Premier confirms transit investment

[attach]3943[/attach]Get ready Toronto for a $12 billion’s worth of transit including a Sheppard subway, Eglinton LRT and the Scarborough LRT.

Mayor Rob Ford and Premier Dalton McGuinty announced the investment at a press conference from the Wilson TTC yards in front of brand new subways prototypes.

“This is a great day for taxpayers of Toronto,” Ford said. “They want rapid transit to get to work faster and to get home to their families.

“Our new plan will provide a truly rapid transit system.”

McGuinty confirmed that the province, through Metrolinx, would invest up to $8.4 million to build a 25 kilometre, 26 stop LRT line from Black Creek Drive to Kennedy station and north to Scarborough City Centre and to replace the existing Scarborough RT with an LRT.

The premier, mayor, the Ministry of Transportation and provincial agency-Metrolinx have worked tirelessly to work out a deal over the past four months that would meet the needs of all sides.

“Our provincial priority was the Eglinton line,” said Transportation Minister and Don Valley West MPP Kathleen Wynne. “We wanted to minimize delay, we wanted to get the Presto card implemented and we had said there was no more money.”

Money to finance the $4.2 billion Sheppard subway expansion (including eight-kilometres eastward connecting the existing Don Mills subway stop to a new terminal at the Scarborough Town Centre and 5.5 kilometres extending west to Downsview) will come from the private sector said Ford.

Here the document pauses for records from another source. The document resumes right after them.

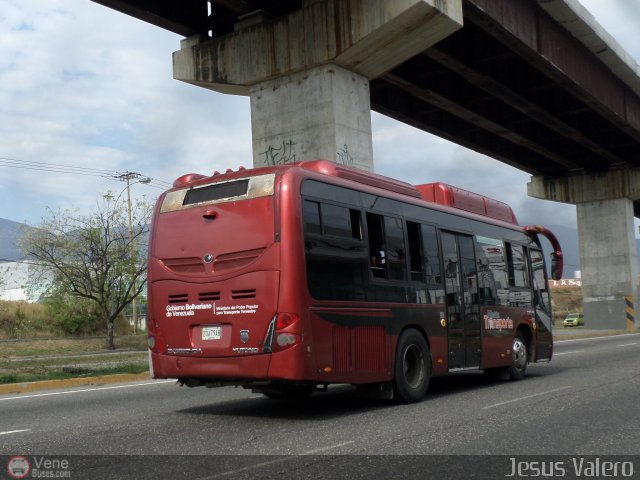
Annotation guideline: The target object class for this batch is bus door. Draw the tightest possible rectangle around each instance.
[441,232,481,369]
[529,248,553,360]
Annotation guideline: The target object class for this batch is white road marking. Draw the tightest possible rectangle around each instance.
[200,457,296,479]
[0,429,30,435]
[0,380,175,402]
[482,386,573,410]
[554,335,640,354]
[303,441,355,454]
[199,441,355,479]
[555,332,640,344]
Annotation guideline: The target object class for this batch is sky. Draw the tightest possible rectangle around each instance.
[1,0,640,230]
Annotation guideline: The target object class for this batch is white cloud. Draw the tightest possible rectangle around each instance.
[0,1,254,224]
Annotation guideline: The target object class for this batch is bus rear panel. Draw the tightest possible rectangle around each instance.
[148,170,306,386]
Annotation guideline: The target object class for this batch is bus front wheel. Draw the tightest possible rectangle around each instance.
[393,329,431,403]
[509,333,528,380]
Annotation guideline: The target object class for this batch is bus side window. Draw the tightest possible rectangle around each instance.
[322,203,358,238]
[529,249,550,311]
[366,213,406,280]
[407,221,424,282]
[303,200,321,235]
[366,212,386,278]
[422,225,443,303]
[506,243,532,307]
[507,243,529,288]
[384,216,406,281]
[350,209,363,240]
[303,200,368,301]
[475,236,508,306]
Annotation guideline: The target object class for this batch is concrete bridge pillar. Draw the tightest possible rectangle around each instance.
[576,198,638,329]
[528,168,640,330]
[172,0,463,170]
[250,65,372,170]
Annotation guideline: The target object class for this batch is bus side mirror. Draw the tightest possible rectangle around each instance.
[551,253,560,281]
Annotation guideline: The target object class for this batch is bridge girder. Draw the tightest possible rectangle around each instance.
[91,0,640,209]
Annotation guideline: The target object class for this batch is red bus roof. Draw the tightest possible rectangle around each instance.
[297,161,518,225]
[299,160,421,199]
[415,182,518,225]
[169,160,518,225]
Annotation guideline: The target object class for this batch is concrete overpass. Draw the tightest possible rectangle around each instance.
[91,0,640,329]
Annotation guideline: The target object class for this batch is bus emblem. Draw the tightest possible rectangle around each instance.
[240,330,250,343]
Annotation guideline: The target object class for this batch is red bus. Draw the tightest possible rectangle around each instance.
[147,160,562,403]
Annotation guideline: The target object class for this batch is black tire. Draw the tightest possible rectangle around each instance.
[393,328,431,403]
[509,333,528,380]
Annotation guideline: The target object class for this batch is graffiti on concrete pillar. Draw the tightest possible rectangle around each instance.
[336,144,354,167]
[261,139,298,166]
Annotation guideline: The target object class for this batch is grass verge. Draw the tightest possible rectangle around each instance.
[1,336,149,384]
[0,335,147,357]
[0,363,149,385]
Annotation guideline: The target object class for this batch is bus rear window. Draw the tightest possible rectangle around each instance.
[183,180,249,206]
[160,173,276,213]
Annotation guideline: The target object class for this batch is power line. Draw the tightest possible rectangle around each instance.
[0,157,171,189]
[0,158,117,178]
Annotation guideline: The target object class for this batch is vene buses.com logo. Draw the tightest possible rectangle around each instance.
[7,456,71,478]
[7,456,30,479]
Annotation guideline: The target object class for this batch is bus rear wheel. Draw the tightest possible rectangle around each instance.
[393,329,431,403]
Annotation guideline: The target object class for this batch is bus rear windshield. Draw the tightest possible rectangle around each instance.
[184,180,249,206]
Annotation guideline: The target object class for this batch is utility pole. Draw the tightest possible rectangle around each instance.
[115,171,150,334]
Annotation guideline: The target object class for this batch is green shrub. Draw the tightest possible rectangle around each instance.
[42,294,103,336]
[0,295,135,340]
[0,301,53,339]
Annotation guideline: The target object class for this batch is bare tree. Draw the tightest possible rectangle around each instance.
[20,194,152,349]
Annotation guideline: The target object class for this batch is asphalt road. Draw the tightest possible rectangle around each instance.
[1,333,639,479]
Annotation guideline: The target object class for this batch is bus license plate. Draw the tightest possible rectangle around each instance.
[202,326,221,340]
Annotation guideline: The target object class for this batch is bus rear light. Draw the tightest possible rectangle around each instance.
[273,332,300,352]
[276,312,299,330]
[267,313,301,352]
[276,333,297,347]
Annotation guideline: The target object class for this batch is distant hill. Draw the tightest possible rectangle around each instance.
[0,218,27,262]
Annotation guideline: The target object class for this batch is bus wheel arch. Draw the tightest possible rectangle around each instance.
[392,327,432,403]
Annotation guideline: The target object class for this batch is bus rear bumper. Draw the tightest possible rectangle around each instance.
[150,351,272,383]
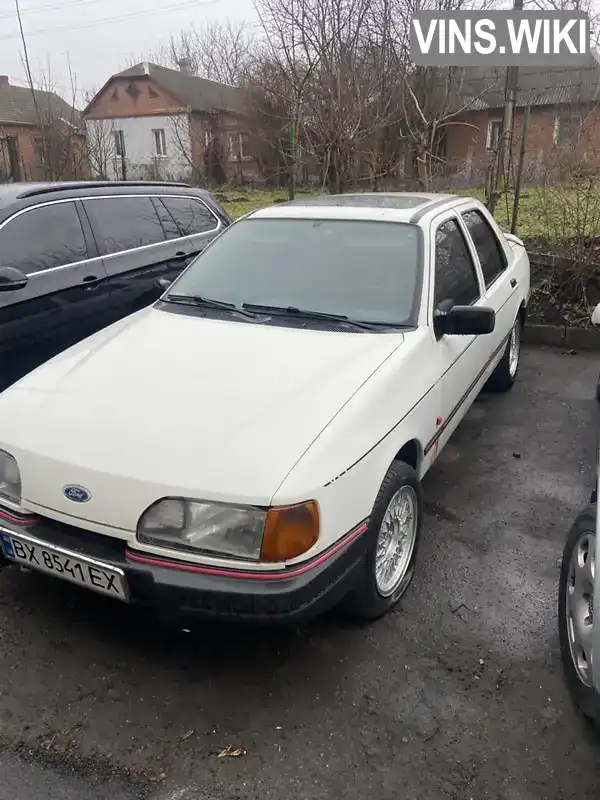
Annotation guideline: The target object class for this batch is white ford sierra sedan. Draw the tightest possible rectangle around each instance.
[0,192,530,625]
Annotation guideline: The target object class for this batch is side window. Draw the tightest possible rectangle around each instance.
[461,209,508,288]
[83,197,166,255]
[0,201,87,275]
[160,196,218,236]
[434,218,480,308]
[152,198,181,240]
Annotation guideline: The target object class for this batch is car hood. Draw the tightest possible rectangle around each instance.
[0,307,404,532]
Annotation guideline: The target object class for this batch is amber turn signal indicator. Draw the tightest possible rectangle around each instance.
[261,501,320,562]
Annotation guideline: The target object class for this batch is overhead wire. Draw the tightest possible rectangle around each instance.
[0,0,125,22]
[0,0,219,40]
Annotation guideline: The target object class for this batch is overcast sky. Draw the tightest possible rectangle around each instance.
[0,0,257,104]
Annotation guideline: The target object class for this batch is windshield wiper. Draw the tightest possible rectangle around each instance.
[241,303,401,331]
[163,294,257,318]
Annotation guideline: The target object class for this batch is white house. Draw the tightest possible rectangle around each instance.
[83,60,256,183]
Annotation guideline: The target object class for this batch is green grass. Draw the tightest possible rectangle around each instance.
[218,186,600,242]
[218,188,319,220]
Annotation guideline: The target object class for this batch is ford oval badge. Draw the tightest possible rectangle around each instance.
[63,485,91,503]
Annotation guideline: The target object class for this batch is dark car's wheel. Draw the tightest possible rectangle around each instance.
[558,503,600,728]
[486,315,522,393]
[343,461,422,621]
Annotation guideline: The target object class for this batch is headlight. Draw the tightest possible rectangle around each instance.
[137,499,267,560]
[137,498,319,562]
[0,450,21,506]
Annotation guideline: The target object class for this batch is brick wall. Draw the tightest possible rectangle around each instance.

In extolling the virtues of his plan the mayor said the underground Eglinton LRT will be faster than buses or surface streetcars.

“A trip from Kennedy to Laird Avenue takes about 28 minutes by bus,” said Ford. “A surface train down the middle of Eglinton will be only eight minutes faster. Our new plan will cut that travel time (28 minutes) in half.

“Our new plan will not add to the gridlock faced by Toronto drivers everyday like we see on St. Clair Avenue,” he said.

Transit users in the Finch corridor may also have something to cheer about as Ford announced that he’d like to build a Finch subway within in 10 years but offered no further details. However, in the mean time riders will have to make do with enhanced bus service rather than the Finch LRT announced under the Transit City plan.

Former TTC vice chair Joe Mihevc gives this plan a failing grade.

“The suburbs get screwed. Transit riders get screwed. The people along Finch get screwed and the Sheppard subway if it ever gets built will in dept the city to such an extent that not only will my children. But my children’s children will be responsible for paying for it.”